Discovering the crime novelist Tana French was, for me, an experience of immense delight. After coming across a review of her 2016 novel, THE TRESPASSER, in one of those year-end roundups, I sprang for the hardcover. But as I came up for air between French’s propulsive plot and enviable prose, I thought, Good lord, this woman has been writing for an entire decade, and I could have been reading her this entire time? Of course, this was followed by the realization that after I finished I would have five of her earlier novels—all set within the world of the Dublin Murder Squad—on which to promptly glut myself.
I eagerly moved on to French’s debut, IN THE WOODS, which I have since revisited on audiobook (with a superb narration by Steven Crossley). Given that her most recent novel displays painfully mature insights into midlife regret, self-reinvention, and the cruel finality of decisions made blithely in one’s youth, I was prepared for that feeling of devolution a reader sometimes gets when working backward through an author’s work. But IN THE WOODS proved to have just as much complexity and psychological meat on its bones.
Told in first person by Detective Rob Ryan, the narrative unfolds as a kind of ghost story in which Ryan—after a murdered girl turns up in the Dublin suburb of his youth—is compelled to revisit the childhood disappearance of his two best friends. The conceit itself is not unfamiliar: a detective’s latest case forces him back to his hometown to confront dangerous truths about his past. Can he keep it together or will the reader watch him unravel in spectacular fashion?
If the setup sounds textbook, French’s sleight of hand makes an otherwise hardboiled procedural appear as artful as fiction comes, with characters so exquisitely flawed and prose so expertly constructed that one wants to linger in their formation despite the sharp tug of the plot. It helps, of course, that French has given us a hyper-literate hero, whom we believe fully deserving of the words she lends him: “I went for old books, the older the better—Tolstoy, Poe, Jacobean tragedies, a dusty translation of Laclos—so that when I finally resurfaced, blinking and dazzled, it took me days to stop thinking in their cool, polished, crystalline rhythms.”

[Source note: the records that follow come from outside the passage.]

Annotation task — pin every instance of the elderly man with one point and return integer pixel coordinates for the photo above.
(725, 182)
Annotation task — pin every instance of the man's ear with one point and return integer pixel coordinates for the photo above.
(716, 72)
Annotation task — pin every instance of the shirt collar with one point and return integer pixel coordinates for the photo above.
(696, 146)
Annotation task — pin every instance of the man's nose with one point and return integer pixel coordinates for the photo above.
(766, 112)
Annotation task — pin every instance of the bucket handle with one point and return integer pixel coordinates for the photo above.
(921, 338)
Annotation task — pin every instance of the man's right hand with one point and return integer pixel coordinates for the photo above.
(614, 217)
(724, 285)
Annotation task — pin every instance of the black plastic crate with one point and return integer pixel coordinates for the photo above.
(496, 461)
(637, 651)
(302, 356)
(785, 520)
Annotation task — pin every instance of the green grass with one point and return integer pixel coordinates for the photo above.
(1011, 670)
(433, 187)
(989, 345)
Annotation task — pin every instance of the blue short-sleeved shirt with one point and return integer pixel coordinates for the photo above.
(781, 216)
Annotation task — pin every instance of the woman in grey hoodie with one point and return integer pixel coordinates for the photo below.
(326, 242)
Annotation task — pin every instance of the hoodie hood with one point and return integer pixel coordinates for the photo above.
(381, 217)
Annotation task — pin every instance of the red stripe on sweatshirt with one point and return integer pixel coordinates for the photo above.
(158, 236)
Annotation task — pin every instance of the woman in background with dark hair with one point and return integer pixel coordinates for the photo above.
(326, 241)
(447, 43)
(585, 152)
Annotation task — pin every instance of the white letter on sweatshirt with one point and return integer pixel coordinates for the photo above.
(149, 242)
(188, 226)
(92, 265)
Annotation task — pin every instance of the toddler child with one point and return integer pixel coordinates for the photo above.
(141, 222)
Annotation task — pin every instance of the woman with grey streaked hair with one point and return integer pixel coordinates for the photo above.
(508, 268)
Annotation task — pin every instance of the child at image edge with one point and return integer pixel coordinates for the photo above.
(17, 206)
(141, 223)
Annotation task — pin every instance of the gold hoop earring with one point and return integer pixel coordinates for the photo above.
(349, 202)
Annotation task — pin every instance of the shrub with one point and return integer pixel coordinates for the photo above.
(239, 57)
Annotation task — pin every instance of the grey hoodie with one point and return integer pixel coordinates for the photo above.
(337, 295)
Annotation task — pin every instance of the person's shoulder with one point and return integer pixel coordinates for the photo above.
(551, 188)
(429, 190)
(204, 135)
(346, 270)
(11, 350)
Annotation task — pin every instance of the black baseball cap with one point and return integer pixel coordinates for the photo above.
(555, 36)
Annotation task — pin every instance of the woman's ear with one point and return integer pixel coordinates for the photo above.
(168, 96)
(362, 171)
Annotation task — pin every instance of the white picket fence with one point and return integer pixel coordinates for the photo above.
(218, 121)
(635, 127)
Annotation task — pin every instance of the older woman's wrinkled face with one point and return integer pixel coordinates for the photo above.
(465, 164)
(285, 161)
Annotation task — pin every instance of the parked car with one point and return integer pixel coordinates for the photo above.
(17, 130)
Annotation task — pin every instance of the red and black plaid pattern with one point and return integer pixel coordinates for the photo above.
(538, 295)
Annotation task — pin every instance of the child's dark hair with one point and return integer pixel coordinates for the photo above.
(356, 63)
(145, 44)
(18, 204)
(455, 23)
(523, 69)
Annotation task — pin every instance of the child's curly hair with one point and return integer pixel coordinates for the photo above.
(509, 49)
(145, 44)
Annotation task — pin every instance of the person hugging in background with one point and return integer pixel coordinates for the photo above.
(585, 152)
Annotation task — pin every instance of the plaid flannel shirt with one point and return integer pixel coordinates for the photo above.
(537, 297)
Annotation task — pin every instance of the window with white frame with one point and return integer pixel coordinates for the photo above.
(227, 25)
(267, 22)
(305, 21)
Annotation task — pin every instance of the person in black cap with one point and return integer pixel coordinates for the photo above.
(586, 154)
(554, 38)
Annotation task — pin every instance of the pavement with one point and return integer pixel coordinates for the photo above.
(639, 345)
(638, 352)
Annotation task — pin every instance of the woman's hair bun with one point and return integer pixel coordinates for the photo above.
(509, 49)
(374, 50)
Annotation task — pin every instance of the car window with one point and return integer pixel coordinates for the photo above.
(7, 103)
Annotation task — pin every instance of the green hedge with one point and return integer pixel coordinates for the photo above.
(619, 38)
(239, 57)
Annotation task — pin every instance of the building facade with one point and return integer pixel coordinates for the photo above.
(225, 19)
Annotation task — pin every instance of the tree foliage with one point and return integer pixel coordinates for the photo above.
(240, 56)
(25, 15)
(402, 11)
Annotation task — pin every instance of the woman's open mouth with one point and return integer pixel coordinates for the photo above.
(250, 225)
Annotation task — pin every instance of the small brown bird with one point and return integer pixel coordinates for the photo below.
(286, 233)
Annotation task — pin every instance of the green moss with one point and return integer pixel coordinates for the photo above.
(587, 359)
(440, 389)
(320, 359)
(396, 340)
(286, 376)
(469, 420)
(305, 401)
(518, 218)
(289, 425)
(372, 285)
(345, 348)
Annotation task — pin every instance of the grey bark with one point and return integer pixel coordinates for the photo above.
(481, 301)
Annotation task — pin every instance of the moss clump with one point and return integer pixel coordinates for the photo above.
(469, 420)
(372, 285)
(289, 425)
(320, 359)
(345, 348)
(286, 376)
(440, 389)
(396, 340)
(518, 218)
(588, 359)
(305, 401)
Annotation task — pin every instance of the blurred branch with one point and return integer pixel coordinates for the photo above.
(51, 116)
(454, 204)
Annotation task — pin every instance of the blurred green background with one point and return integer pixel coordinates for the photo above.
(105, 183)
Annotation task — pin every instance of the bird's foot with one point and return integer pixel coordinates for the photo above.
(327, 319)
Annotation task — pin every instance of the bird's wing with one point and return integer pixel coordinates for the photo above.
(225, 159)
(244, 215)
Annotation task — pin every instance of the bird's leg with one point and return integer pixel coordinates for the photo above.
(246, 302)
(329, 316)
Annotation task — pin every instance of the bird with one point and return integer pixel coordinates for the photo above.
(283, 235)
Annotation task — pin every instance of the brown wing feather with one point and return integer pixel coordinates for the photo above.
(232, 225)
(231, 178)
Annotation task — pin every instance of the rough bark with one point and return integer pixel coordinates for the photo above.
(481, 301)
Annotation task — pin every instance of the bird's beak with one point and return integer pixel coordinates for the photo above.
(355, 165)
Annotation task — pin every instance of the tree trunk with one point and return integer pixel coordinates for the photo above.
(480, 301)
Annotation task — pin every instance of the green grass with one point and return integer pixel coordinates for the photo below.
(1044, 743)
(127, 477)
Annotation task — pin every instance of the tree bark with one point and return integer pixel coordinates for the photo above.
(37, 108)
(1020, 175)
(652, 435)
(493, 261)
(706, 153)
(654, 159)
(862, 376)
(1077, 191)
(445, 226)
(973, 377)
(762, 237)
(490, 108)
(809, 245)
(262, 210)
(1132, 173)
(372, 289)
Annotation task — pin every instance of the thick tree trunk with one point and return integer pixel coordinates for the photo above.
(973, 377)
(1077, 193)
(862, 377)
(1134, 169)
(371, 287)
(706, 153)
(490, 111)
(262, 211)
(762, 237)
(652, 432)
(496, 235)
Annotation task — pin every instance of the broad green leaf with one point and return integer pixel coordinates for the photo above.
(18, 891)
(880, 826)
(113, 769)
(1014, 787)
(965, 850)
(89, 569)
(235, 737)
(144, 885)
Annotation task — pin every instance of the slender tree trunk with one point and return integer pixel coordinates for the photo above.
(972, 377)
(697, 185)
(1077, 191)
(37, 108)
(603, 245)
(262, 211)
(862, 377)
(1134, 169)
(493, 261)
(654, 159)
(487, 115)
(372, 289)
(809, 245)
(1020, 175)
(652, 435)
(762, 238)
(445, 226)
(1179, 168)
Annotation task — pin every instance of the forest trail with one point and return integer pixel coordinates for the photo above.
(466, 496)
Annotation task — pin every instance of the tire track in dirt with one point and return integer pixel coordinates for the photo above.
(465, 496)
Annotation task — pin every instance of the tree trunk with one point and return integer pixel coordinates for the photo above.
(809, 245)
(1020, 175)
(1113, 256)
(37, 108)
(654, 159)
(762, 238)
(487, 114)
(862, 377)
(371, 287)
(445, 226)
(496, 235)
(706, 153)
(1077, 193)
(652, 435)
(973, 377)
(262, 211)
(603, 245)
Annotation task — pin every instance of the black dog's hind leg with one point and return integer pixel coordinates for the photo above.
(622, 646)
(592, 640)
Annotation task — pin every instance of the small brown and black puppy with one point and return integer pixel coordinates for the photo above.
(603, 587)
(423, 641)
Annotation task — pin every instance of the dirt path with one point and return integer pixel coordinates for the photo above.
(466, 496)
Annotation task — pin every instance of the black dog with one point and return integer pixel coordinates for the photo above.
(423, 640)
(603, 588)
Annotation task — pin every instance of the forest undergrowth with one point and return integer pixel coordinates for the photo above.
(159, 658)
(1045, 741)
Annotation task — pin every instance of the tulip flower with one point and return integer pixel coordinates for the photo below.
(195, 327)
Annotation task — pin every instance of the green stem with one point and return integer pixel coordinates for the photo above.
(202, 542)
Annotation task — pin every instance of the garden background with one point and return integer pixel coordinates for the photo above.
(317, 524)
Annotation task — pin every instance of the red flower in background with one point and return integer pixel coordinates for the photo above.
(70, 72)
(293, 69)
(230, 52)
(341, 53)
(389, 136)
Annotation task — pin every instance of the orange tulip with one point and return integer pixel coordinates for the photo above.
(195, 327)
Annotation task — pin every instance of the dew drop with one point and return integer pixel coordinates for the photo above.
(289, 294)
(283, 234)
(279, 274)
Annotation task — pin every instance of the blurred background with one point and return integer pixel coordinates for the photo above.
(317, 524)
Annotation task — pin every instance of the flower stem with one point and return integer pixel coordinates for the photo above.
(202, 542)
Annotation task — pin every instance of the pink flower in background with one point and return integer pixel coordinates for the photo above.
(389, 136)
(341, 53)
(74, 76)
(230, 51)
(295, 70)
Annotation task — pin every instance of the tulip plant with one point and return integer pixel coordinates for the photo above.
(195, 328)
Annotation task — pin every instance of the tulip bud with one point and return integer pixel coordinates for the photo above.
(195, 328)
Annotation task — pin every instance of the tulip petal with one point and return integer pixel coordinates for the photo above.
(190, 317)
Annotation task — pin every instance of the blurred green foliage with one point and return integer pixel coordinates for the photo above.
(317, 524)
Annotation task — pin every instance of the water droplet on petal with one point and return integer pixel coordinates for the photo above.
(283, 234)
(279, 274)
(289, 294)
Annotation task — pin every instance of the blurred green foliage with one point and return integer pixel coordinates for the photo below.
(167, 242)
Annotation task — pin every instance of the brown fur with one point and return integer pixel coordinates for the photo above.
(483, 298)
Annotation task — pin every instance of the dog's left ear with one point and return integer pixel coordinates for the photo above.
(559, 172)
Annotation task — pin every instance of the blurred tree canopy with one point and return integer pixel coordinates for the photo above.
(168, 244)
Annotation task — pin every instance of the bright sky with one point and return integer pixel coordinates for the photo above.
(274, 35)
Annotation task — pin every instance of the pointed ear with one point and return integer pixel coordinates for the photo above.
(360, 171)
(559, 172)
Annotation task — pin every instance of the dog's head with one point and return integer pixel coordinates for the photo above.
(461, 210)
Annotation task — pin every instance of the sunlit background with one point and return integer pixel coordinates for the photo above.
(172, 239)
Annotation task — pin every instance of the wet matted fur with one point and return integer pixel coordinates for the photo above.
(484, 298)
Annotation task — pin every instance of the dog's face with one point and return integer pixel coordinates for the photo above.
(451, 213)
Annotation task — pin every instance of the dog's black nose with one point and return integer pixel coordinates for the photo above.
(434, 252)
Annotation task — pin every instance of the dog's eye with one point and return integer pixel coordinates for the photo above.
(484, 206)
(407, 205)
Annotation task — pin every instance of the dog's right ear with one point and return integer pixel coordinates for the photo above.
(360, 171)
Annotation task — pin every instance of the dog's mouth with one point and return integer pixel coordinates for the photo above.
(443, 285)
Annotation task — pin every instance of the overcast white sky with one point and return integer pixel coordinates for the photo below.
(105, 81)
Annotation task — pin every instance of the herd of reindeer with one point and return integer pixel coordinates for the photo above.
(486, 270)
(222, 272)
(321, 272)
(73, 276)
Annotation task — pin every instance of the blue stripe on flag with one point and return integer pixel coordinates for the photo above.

I was struck by how French layered past over present to create a clever doubling of everything Detective Ryan has lost long ago, even if he cannot appreciate this himself. The configuration and dynamics of his childhood friend group re-emerges; bratty playground dialogue replicates itself among the adults of the squad room; and the emotional damage of Ryan’s formative years ricochets toward the present to devastating effect.
In the balance between the lyrical and psychologically deft, it’s easy to forget that IN THE WOODS qualifies as genre crime. But then finding that rare author who consistently combines serious literary muscle with the plot-driven pleasures of genre fiction—six novels and counting for French—is one of the most gratifying discoveries a reader can make.